Indeed, some businesses are already squealing about increased costs. In a Sept. 17 statement, the Toy Industry Association called on the ILA and employer group United States Maritime Alliance (USMX) to settle a new contract now to avoid further shipping disruptions.
“Simply the threat of a strike has already caused shipping to slow due to equipment and space shortages, and costs are on the rise as manufacturers scramble to invest in development of alternative transport modes,” the toy group complained. Container shipping lines have announced “dramatic” increases in strike surcharges that could amount to as much as $1,000 for each standard 40-foot container, the Toy Association warned.
It is precisely this kind of pressure that provides leverage for ILA President Harold Daggett in his negotiations with USMX. Daggett, installed only last year as leader of the union, has not shied away from militant language and appears keenly aware that the ILA is dealing from strength in the current negotiations.
Daggett’s hand is further strengthened by the formation of Maritime Labor Alliance. A press release from the group stated that at its inaugural meeting, the “first order of business” was to review the ILA negotiations and pledge “mutual support.”
Any support from the other maritime unions will be indirect, as federal law and existing collective bargaining agreements preclude sympathy strikes by the ILWU or other Alliance members.
But indirect support can be meaningful. For example, labor contracts signed by Alliance members Marine Engineers’ Beneficial Association (MEBA), and International Organization of Masters, Mates & Pilots (MM&P) typically include provisions that allow its members to honor any legally constituted picket line, including an ILA strike line. The ILWU, for its part, has been known in the past to allow expensive slow-downs of waterfront work when labor-management tensions are high. Though not technically in compliance with the ILWU contract, such slowdowns can be effective it re-starting stalled negotiations.
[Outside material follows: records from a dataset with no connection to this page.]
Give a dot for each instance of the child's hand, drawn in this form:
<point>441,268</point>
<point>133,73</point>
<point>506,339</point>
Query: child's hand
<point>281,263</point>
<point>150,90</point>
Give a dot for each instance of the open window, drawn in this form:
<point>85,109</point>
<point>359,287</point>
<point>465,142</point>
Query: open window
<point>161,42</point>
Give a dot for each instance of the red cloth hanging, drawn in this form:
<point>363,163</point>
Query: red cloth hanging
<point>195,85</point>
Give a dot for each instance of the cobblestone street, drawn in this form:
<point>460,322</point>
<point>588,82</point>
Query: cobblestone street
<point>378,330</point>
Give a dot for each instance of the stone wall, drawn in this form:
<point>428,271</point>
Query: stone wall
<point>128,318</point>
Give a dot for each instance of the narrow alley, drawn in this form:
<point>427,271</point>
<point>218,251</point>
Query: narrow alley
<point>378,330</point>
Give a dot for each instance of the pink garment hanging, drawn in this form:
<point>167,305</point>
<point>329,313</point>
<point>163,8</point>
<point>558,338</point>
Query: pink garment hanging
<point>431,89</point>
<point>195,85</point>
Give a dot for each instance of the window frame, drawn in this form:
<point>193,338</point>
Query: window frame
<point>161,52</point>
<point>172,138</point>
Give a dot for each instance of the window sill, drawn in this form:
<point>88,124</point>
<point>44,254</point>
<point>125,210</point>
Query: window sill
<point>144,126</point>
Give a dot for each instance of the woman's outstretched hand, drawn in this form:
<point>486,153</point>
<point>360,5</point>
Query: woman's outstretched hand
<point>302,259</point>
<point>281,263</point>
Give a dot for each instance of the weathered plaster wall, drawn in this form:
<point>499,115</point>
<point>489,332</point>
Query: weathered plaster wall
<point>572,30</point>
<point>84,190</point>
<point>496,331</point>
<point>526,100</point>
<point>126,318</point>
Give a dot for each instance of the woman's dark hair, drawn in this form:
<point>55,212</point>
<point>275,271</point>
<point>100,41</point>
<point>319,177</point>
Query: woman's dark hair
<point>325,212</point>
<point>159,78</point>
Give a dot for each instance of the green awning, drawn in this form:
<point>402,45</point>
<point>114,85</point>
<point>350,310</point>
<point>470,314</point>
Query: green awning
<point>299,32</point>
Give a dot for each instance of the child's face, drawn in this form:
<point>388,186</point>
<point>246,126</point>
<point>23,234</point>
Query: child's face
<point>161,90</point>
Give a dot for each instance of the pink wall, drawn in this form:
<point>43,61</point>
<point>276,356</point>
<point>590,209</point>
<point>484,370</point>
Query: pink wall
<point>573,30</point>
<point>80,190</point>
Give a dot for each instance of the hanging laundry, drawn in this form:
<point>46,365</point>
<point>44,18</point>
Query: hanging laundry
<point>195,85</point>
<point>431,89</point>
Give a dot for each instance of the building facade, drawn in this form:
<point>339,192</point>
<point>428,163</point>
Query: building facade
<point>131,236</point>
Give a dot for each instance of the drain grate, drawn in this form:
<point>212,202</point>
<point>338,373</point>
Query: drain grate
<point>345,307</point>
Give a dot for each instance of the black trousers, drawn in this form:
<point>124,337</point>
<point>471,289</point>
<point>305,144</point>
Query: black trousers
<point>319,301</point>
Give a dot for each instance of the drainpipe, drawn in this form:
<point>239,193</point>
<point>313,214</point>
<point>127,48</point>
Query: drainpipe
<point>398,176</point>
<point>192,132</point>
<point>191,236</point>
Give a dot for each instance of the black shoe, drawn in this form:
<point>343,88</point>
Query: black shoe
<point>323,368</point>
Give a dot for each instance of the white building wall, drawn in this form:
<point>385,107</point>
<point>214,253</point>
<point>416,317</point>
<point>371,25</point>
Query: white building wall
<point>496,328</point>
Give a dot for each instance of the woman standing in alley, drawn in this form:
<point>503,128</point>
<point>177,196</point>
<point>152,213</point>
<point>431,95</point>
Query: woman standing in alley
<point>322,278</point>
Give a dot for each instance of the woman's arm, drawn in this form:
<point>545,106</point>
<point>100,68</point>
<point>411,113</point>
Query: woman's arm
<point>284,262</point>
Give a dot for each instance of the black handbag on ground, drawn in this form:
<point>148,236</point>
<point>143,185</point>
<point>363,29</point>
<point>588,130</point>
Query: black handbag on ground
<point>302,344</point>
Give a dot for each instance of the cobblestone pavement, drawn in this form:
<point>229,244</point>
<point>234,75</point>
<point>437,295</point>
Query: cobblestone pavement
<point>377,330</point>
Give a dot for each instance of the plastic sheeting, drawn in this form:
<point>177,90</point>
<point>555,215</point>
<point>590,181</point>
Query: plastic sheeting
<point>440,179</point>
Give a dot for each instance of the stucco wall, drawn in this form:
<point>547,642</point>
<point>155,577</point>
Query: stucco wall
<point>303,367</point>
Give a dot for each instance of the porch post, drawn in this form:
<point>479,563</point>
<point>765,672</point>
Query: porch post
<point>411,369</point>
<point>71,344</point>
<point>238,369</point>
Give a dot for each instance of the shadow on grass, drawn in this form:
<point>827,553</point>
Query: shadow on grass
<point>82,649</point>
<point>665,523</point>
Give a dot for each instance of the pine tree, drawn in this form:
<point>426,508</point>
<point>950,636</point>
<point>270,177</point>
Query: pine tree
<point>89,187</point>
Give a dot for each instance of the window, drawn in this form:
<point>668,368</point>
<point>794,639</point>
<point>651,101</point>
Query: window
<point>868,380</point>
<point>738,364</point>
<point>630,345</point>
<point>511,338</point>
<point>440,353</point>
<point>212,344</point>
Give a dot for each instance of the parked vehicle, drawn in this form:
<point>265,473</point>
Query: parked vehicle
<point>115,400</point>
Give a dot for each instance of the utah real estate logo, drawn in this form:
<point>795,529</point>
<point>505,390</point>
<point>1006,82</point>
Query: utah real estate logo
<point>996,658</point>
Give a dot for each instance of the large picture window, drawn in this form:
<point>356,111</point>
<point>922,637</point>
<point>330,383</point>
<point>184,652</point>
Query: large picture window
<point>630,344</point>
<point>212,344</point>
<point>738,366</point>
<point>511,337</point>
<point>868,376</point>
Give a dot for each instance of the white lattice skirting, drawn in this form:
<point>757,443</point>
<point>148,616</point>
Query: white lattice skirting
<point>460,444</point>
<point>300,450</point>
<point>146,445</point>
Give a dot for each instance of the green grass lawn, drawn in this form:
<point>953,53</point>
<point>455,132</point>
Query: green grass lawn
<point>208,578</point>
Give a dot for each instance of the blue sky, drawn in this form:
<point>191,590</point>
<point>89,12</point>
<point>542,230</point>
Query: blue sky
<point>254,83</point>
Despite the MLA’s initial focus on the strike, Claus Luhta, Director of Government Relations for MM&P, says the timing of the formation is ”coincidental.”
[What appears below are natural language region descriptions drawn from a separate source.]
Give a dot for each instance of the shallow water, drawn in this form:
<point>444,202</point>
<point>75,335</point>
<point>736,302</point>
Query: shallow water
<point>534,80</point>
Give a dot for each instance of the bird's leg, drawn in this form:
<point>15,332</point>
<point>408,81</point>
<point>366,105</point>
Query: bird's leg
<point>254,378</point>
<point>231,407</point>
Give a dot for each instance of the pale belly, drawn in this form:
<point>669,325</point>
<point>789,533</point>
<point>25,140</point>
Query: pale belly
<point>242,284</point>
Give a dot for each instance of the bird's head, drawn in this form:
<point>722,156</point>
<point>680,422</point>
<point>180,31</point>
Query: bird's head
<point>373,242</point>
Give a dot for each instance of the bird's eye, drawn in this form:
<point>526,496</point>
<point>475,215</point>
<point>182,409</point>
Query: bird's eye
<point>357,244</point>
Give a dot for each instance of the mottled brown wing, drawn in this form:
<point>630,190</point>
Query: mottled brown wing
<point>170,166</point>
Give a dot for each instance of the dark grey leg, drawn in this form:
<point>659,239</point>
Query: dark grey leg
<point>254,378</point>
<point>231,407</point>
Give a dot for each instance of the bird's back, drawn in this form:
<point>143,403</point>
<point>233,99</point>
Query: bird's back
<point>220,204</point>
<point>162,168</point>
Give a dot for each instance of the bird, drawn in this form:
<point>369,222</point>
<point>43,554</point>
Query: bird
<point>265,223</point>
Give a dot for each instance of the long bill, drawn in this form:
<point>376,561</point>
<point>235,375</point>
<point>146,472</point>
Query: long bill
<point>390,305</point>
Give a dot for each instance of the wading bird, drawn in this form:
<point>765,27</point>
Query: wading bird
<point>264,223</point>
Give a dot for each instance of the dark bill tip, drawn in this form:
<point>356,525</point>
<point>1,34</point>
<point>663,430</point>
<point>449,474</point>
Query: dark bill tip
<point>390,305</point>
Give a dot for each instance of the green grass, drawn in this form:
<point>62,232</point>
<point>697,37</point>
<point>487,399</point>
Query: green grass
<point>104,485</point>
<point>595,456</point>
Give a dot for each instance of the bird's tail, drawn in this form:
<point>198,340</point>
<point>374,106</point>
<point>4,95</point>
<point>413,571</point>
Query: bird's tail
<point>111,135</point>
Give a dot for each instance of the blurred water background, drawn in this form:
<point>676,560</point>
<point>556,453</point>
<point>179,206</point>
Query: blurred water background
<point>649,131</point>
“This is something that is needed because shipping is an international industry, and we need a unified, international approach,” Luhta says.
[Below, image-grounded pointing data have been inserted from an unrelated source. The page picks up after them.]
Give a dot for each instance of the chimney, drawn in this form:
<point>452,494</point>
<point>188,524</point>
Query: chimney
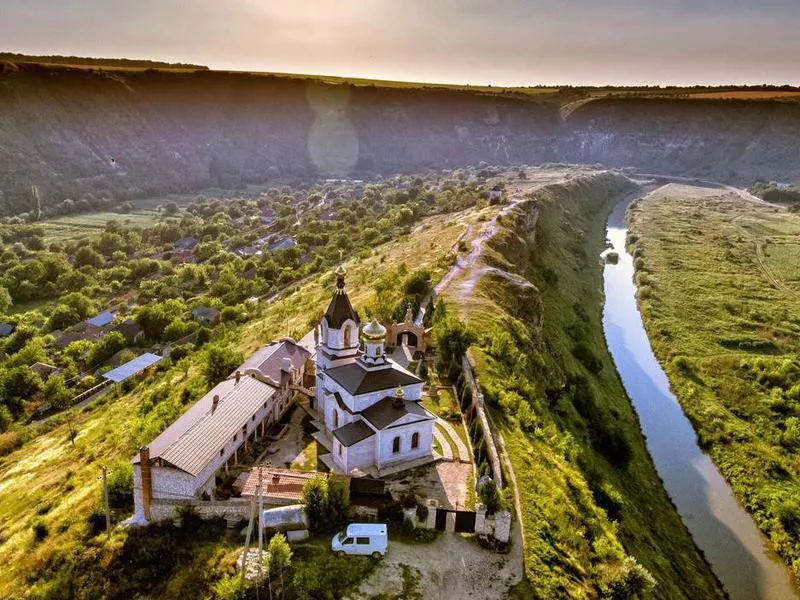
<point>147,480</point>
<point>398,401</point>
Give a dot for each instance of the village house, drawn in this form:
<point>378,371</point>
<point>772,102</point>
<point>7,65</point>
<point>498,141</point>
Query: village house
<point>185,244</point>
<point>268,216</point>
<point>368,405</point>
<point>131,331</point>
<point>44,370</point>
<point>182,462</point>
<point>278,486</point>
<point>99,323</point>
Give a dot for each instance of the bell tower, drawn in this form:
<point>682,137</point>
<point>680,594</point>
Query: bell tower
<point>338,328</point>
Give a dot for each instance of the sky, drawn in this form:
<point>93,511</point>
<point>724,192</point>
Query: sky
<point>481,42</point>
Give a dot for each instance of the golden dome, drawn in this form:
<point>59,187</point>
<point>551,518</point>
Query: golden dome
<point>374,331</point>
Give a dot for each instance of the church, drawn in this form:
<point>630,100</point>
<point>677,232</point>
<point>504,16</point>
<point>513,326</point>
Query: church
<point>369,405</point>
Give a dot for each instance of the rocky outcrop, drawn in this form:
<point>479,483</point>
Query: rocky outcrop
<point>129,134</point>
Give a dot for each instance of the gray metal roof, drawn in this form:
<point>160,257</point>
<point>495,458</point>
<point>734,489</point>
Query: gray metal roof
<point>101,320</point>
<point>268,360</point>
<point>384,413</point>
<point>352,433</point>
<point>358,380</point>
<point>199,444</point>
<point>132,367</point>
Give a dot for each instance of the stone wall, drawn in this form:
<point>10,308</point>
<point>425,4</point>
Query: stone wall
<point>483,419</point>
<point>235,509</point>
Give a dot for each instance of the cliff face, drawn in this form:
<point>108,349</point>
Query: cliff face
<point>132,134</point>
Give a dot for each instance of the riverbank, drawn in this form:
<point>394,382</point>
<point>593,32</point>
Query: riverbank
<point>730,353</point>
<point>589,491</point>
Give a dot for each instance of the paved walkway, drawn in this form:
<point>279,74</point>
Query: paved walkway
<point>447,450</point>
<point>462,452</point>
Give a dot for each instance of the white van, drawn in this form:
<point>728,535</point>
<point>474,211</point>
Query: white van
<point>369,539</point>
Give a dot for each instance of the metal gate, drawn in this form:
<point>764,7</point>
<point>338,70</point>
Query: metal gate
<point>465,521</point>
<point>441,518</point>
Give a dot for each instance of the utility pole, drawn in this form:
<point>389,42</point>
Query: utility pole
<point>260,529</point>
<point>105,500</point>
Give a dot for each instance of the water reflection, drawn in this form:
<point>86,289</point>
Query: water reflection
<point>720,527</point>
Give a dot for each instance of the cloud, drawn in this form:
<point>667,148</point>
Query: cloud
<point>479,41</point>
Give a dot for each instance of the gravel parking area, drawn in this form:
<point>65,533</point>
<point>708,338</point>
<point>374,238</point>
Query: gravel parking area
<point>453,566</point>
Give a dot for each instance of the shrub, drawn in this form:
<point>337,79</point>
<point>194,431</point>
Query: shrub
<point>279,555</point>
<point>220,362</point>
<point>120,486</point>
<point>315,499</point>
<point>631,580</point>
<point>422,513</point>
<point>490,496</point>
<point>788,514</point>
<point>526,417</point>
Similarly, ITF President Paddy Crumlin (who also serves as National Secretary of the Maritime Union of Australia) characterized the formation of Maritime Labor Alliance primarily as a response to a global problem of automation in waterfront cargo handling.
Advances in technology have eliminated countless waterfront jobs around the world, and organized labor needs a stronger and more coherent response, Crumlin says, explaining, “How automation is introduced has been established as an issue for all international dock workers, their employers and their shareholders and customers.”
Crumlin’s statement is right on message for the ILA’s Daggett, who has insisted that the problem with the current contract negotiation is not with wages and benefits, but job security for ILA members. Although he has never publicly spelled out the union’s contract demands, Daggett has made numerous public statements declaring that job security is the key issue and that employers must address the issue as part of a contract settlement.
Bruce Vail is a Baltimore-based freelance writer with decades of experience covering labor and business stories for newspapers, magazines and new media. He was a reporter for Bloomberg BNA’s Daily Labor Report, covering collective bargaining issues in a wide range of industries, and a maritime industry reporter and editor for the Journal of Commerce, serving both in the newspaper’s New York City headquarters and in the Washington, D.C. bureau.